Edit

CrUX ranking to pageviews

Extrapolating likely pageview counts based on website rankings in the CrUX dataset.

CrUX (Chrome User Experience Report) is a well-established dataset, published by Google, giving developers a glimpse at the real-world performance of websites. It’s very interesting to correlate with technology detection to look for possible patterns in the data. It doesn’t say how much traffic do specific websites get exactly, but we can try to estimate that!
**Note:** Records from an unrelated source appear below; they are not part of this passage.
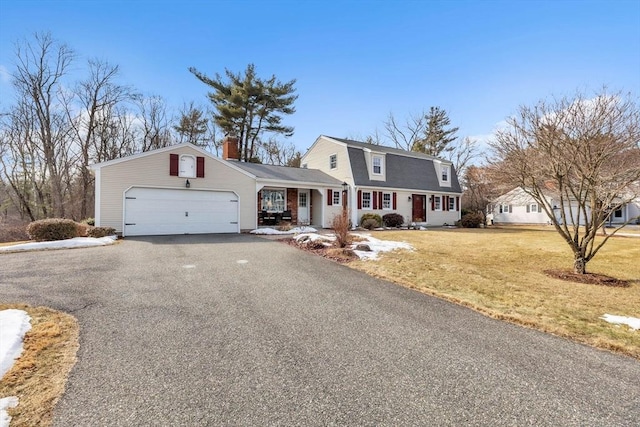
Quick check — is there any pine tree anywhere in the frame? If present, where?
[411,107,459,157]
[173,103,209,146]
[189,64,298,161]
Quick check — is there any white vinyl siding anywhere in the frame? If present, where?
[331,190,342,205]
[96,147,257,233]
[329,154,338,169]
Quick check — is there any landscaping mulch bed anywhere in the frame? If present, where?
[544,270,630,288]
[281,238,358,264]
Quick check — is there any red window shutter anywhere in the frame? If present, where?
[196,156,204,178]
[169,154,180,176]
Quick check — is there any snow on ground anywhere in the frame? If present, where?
[601,314,640,331]
[0,396,18,427]
[0,309,31,378]
[250,227,318,235]
[0,309,31,427]
[0,236,118,252]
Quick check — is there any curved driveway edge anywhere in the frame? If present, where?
[0,235,640,426]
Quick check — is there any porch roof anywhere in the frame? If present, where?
[234,162,342,187]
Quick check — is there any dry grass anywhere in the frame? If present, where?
[350,227,640,358]
[0,304,78,427]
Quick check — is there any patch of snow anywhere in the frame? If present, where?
[0,396,18,427]
[0,236,118,252]
[601,314,640,331]
[0,308,31,378]
[250,227,318,235]
[353,235,413,260]
[294,232,336,242]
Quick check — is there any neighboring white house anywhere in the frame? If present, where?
[487,188,640,225]
[91,136,461,236]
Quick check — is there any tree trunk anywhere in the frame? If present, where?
[573,254,587,274]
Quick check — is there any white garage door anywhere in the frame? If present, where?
[123,187,239,236]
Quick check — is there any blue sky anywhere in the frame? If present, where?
[0,0,640,151]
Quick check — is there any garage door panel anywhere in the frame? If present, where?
[125,188,238,236]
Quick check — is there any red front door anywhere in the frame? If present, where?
[411,194,427,222]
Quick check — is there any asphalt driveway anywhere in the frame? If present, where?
[0,235,640,426]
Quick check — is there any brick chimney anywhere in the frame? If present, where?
[222,135,240,160]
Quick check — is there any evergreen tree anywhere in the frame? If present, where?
[411,107,459,157]
[173,103,209,146]
[189,64,298,161]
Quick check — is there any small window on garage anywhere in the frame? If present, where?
[178,154,196,178]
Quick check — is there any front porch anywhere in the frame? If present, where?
[257,187,322,227]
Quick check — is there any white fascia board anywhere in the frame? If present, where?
[256,178,342,190]
[355,185,462,196]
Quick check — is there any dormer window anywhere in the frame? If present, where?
[373,156,383,175]
[442,166,449,182]
[178,154,196,178]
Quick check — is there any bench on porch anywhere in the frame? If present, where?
[258,210,291,225]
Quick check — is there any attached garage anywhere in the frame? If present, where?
[122,187,240,236]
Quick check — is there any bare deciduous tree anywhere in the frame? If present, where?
[491,90,640,273]
[13,33,74,217]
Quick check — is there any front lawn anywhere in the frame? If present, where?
[349,228,640,358]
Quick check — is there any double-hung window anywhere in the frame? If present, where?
[362,191,371,209]
[382,193,391,210]
[373,156,384,175]
[331,190,342,206]
[178,154,196,178]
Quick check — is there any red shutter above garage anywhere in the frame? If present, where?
[169,154,180,176]
[196,156,204,178]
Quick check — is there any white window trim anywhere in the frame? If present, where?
[371,155,384,176]
[331,190,342,206]
[382,193,393,211]
[360,191,373,210]
[174,154,198,178]
[329,153,338,170]
[440,165,451,182]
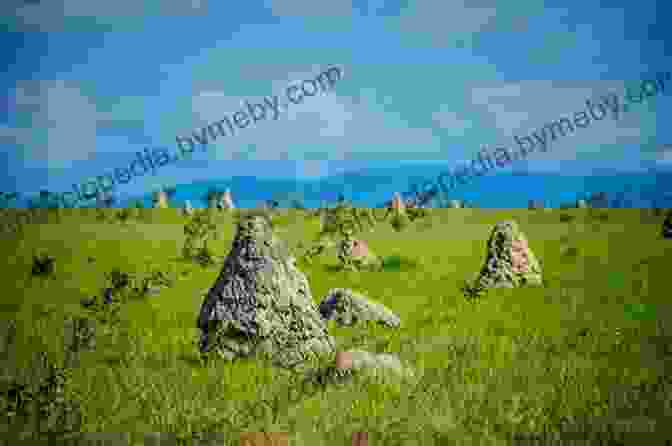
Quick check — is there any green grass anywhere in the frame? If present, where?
[0,209,672,446]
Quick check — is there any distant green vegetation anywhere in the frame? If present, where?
[0,209,672,446]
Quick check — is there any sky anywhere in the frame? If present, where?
[0,0,672,204]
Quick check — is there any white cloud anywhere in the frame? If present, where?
[472,80,646,160]
[182,65,440,160]
[0,80,111,168]
[0,0,208,32]
[432,104,472,136]
[264,0,353,17]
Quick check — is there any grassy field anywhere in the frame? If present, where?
[0,209,672,446]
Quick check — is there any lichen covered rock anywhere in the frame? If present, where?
[338,233,383,271]
[476,221,543,289]
[319,288,401,328]
[197,216,335,367]
[662,211,672,239]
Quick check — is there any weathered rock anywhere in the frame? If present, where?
[152,191,168,209]
[338,233,383,271]
[217,189,236,209]
[319,288,401,328]
[527,200,545,211]
[662,211,672,239]
[476,220,542,288]
[182,200,194,217]
[336,350,415,378]
[197,216,335,367]
[392,192,406,212]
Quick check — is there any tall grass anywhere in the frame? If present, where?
[0,209,672,445]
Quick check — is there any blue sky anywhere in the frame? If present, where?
[0,0,672,202]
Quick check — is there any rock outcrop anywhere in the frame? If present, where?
[217,189,236,209]
[662,211,672,239]
[182,200,194,217]
[338,232,383,271]
[319,288,401,328]
[152,191,168,209]
[475,220,543,289]
[197,215,335,367]
[336,350,415,378]
[392,192,406,212]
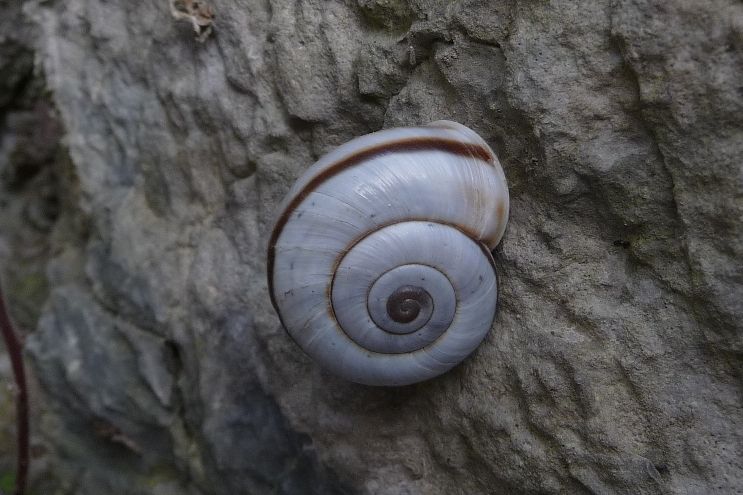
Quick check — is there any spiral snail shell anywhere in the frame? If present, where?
[268,121,509,385]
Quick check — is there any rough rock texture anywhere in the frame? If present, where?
[0,0,743,495]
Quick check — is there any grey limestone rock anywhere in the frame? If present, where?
[0,0,743,495]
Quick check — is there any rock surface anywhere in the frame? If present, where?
[0,0,743,495]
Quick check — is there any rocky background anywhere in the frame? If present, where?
[0,0,743,495]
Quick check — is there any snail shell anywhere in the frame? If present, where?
[268,121,509,385]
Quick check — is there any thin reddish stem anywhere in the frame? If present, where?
[0,287,29,495]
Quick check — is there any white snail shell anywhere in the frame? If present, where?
[268,121,509,385]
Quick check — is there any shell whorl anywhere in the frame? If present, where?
[268,121,509,385]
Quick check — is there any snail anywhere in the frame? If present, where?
[267,121,509,386]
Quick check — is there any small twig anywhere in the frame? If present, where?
[0,287,29,495]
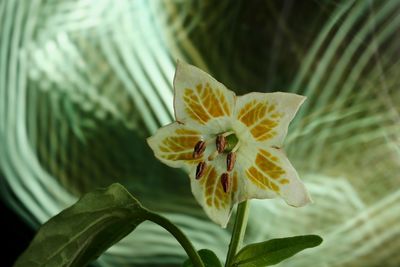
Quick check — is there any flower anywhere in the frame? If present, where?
[147,62,310,227]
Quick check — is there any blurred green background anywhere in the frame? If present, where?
[0,0,400,267]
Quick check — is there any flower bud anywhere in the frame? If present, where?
[221,172,229,193]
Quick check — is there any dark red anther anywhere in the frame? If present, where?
[226,152,236,172]
[215,134,226,153]
[196,161,207,180]
[193,140,206,159]
[221,172,229,193]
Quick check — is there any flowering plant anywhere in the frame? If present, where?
[14,62,322,267]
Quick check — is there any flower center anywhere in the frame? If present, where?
[193,131,240,193]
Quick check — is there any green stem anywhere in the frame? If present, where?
[225,201,249,267]
[146,212,204,267]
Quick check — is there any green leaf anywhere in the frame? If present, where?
[231,235,322,267]
[183,249,222,267]
[14,184,147,267]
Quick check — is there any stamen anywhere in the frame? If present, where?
[208,151,219,161]
[221,131,235,137]
[221,172,229,193]
[226,152,236,172]
[215,134,226,153]
[196,161,207,180]
[232,140,240,153]
[193,140,206,159]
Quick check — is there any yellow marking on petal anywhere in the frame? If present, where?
[183,83,231,124]
[256,149,285,179]
[279,179,289,184]
[232,171,238,193]
[199,166,230,209]
[238,100,281,141]
[246,167,272,189]
[159,128,201,163]
[246,149,289,192]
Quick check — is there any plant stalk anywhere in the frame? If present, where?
[146,212,204,267]
[225,201,249,267]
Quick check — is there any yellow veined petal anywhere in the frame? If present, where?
[235,144,311,207]
[190,155,241,227]
[147,122,202,168]
[174,61,235,125]
[235,92,305,147]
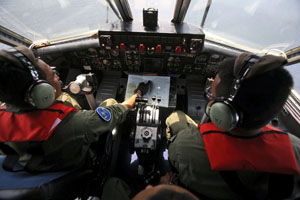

We can reuse pageview data from analytics.usa.gov, comparing it with websites’ CrUX ranks, to get a rough idea of how many pageviews websites in different CrUX ranks might get.

Data sources

Source Description Last updated
analytics.usa.gov Top hostnames, 30 days (10k websites) 2024-09-09
Tranco “latest list”, 30 days (1M websites) 2024-09-09
CrUX Cached Chrome Top Million Websites 2024-08-14

Results

CrUX Rank Pageviews (median) Extrapolated
1,000 3,743,794,604  
5,000 969,861,891  
10,000 505,802,570  
50,000 105,333,939  
100,000 33,557,875  
500,000 7,759,115  
1,000,000 2,335,489  
5,000,000   612,733
10,000,000   293,886
50,000,000   53,367

5M, 10M, 50M values extrapolated based on a power series trend line of 7.73E+12x^-1.06. R² = 0.992.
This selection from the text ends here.